Inhaltsverzeichnis |
Der Flughafen Tegel liegt im Ortsteil Tegel des Berliner Bezirks Reinickendorf, die Hauptzufahrt zu den Flughafenanlagen Tegel-Süd, über die der gesamte zivile Luftverkehr abgewickelt wird, liegt jedoch im Bezirk Charlottenburg-Wilmersdorf. Er befindet sich 37 Meter über dem Meeresspiegel, das Stadtzentrum Berlins befindet sich acht Kilometer südöstlich.
Der Flughafen ist mit den Bussen des öffentlichen Nahverkehrs gut angebunden (Linien X9, 109, 128, TXL).Von der Bundesautobahn 111 gibt es einen Zubringer, der durch einen Tunnel unter dem Rollfeld führt.
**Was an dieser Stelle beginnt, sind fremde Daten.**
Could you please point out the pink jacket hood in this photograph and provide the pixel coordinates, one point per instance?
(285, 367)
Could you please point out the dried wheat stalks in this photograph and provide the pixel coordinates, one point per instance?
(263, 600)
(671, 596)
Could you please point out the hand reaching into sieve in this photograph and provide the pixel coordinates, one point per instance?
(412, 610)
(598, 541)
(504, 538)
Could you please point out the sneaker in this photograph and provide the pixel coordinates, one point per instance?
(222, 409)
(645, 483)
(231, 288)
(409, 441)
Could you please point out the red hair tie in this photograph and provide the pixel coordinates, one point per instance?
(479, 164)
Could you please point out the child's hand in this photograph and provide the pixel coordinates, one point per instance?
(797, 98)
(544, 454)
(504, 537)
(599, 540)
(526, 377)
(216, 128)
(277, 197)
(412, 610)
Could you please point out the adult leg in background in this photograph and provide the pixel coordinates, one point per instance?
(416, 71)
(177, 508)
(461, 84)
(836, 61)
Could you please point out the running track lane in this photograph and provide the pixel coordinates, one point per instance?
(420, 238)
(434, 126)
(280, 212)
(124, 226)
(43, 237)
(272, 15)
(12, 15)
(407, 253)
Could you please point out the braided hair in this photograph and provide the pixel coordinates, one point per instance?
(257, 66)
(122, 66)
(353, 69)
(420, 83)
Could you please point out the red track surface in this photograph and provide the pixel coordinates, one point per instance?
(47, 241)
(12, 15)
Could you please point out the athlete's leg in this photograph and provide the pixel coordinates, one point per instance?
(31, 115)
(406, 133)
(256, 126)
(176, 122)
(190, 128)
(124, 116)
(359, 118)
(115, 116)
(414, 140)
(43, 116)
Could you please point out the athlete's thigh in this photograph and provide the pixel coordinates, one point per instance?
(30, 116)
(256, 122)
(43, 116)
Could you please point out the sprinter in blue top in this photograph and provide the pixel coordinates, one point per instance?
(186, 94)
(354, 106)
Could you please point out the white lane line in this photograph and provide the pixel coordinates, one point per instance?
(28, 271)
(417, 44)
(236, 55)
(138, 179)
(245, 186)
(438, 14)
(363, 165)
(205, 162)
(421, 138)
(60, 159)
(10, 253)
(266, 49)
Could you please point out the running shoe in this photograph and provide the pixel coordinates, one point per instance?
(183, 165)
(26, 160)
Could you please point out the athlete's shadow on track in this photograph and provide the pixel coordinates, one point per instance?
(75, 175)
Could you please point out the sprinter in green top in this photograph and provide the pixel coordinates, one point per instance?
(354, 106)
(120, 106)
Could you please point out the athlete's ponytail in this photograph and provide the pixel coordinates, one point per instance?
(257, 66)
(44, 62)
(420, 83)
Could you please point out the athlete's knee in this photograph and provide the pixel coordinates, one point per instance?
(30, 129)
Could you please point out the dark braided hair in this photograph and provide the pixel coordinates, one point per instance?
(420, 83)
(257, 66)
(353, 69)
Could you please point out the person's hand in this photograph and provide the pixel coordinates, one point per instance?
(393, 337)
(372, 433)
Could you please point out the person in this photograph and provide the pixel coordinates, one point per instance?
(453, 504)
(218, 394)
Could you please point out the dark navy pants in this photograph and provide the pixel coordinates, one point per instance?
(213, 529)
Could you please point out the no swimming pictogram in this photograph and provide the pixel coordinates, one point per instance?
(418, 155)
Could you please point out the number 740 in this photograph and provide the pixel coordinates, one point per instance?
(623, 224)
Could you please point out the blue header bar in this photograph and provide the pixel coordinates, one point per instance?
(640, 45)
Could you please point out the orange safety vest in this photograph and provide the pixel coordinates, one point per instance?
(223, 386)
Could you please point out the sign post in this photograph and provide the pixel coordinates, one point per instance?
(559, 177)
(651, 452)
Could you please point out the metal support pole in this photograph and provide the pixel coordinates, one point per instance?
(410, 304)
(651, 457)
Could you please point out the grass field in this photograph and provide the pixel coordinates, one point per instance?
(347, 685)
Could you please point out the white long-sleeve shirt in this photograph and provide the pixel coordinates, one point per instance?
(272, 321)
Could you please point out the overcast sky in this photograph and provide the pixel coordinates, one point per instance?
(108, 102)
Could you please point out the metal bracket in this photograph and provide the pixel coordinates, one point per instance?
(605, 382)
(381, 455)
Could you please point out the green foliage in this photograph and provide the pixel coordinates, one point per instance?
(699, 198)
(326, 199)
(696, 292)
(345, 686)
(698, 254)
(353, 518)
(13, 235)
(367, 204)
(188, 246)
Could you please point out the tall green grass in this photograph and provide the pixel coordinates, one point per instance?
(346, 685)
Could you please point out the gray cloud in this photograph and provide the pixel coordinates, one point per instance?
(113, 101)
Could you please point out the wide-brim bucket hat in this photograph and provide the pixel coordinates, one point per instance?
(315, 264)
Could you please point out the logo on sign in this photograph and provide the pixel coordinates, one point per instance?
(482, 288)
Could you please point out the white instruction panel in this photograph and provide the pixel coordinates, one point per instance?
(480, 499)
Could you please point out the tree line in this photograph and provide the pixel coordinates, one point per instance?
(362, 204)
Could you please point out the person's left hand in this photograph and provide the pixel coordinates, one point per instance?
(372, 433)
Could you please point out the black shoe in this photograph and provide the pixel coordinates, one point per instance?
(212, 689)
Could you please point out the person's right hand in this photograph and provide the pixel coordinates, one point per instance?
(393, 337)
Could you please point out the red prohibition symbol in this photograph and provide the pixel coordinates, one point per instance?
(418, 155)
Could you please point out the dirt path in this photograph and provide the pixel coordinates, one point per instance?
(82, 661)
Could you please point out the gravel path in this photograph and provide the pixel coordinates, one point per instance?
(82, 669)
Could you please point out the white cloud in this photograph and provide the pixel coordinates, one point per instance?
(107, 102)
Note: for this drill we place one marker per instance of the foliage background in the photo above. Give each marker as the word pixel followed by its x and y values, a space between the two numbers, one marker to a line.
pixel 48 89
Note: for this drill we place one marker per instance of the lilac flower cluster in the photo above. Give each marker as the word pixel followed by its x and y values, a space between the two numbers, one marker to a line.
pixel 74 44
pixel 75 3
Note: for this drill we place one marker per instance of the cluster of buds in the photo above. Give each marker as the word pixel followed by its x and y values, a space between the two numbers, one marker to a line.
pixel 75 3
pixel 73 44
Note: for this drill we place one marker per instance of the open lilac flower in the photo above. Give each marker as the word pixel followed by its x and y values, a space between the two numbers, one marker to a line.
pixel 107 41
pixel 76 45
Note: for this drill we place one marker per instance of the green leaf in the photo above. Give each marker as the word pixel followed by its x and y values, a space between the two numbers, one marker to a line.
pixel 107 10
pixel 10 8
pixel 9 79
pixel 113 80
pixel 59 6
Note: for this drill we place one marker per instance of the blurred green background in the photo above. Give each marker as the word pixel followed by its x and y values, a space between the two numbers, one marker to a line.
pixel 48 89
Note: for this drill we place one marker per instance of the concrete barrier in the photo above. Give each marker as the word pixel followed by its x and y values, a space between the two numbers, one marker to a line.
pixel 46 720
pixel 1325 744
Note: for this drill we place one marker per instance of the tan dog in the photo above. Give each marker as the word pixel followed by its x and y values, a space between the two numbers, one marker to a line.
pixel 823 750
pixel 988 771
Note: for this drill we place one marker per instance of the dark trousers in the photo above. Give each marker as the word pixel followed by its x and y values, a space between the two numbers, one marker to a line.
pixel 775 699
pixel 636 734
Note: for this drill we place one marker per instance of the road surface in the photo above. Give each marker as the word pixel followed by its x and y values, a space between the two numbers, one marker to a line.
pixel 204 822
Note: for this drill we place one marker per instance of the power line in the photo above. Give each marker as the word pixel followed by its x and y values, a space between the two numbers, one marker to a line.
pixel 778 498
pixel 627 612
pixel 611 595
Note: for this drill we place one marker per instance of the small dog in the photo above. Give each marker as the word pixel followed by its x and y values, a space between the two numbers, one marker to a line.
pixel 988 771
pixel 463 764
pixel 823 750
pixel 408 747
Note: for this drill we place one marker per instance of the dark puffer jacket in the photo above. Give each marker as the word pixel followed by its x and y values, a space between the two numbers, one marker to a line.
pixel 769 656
Die ursprünglich geplante U-Bahn-Anbindung vom Bahnhof Jungfernheide aus wurde nie realisiert. Die letzten Planungen sahen vor, den Flughafen an die U5 durch die – zur Zeit im Bau befindliche – U55 sowie deren Verlängerung über den U-Bahnhof Turmstraße anzubinden. Dabei würde sie u. a. durch den Bahnhof Berlin Jungfernheide fahren, dessen U-Bahnhof dafür von vornherein – ebenso wie der U-Bahnhof Turmstraße – als Umsteigebahnhof in zwei Ebenen ausgeführt wurde. Im U-Bahnhof Jungfernheide hätte die Linie einen Anschluss zur U7, zur Ringbahn und zum Regional-Express bekommen, im U-Bahnhof Turmstraße zur U9. Angesichts der für 2011 geplanten Schließung des Flughafens und der schlechten Finanzlage der Stadt ist die Vollendung dieses Projektes sehr unwahrscheinlich. In der Festlegung der verkehrlichen Prioritäten für das Berliner ÖPNV-Netz bis zum Jahr 2030 der Senatsverwaltung für Stadtentwicklung sind keine Planungen mehr zu einer Verlängerung der U5 über den Berliner Hauptbahnhof hinaus enthalten.
Bereits im frühen 20. Jahrhundert befand sich auf dem heutigen Flughafengelände das 1. Preußische Luftschiffer-Bataillon, das mit verschiedenen Luftschiff-Konstruktionen experimentierte. Auf dem Gelände, das auch als Luftschiffhafen Reinickendorf bezeichnet wurde, existierte seit 1906 eine erste Luftschiffhalle.[2] Hier wurden unter anderem Luftschiffe vom Typ Groß-Basenach und Parseval erprobt. Mit dem Ausbruch des Ersten Weltkriegs wurde dieses Bataillon zur Luftschiffer-Ersatz-Abteilung umgestaltet, das sich von nun an der Ausbildung von Feldluftschiffertruppen widmete und Gefechtsfeldaufklärung mit Hilfe eines Fesselballons lehrte. Ab dem 20. August 1914 begann man, einen Neubau des Luftschiffhafens mit Hangar vorzubereiten.[3]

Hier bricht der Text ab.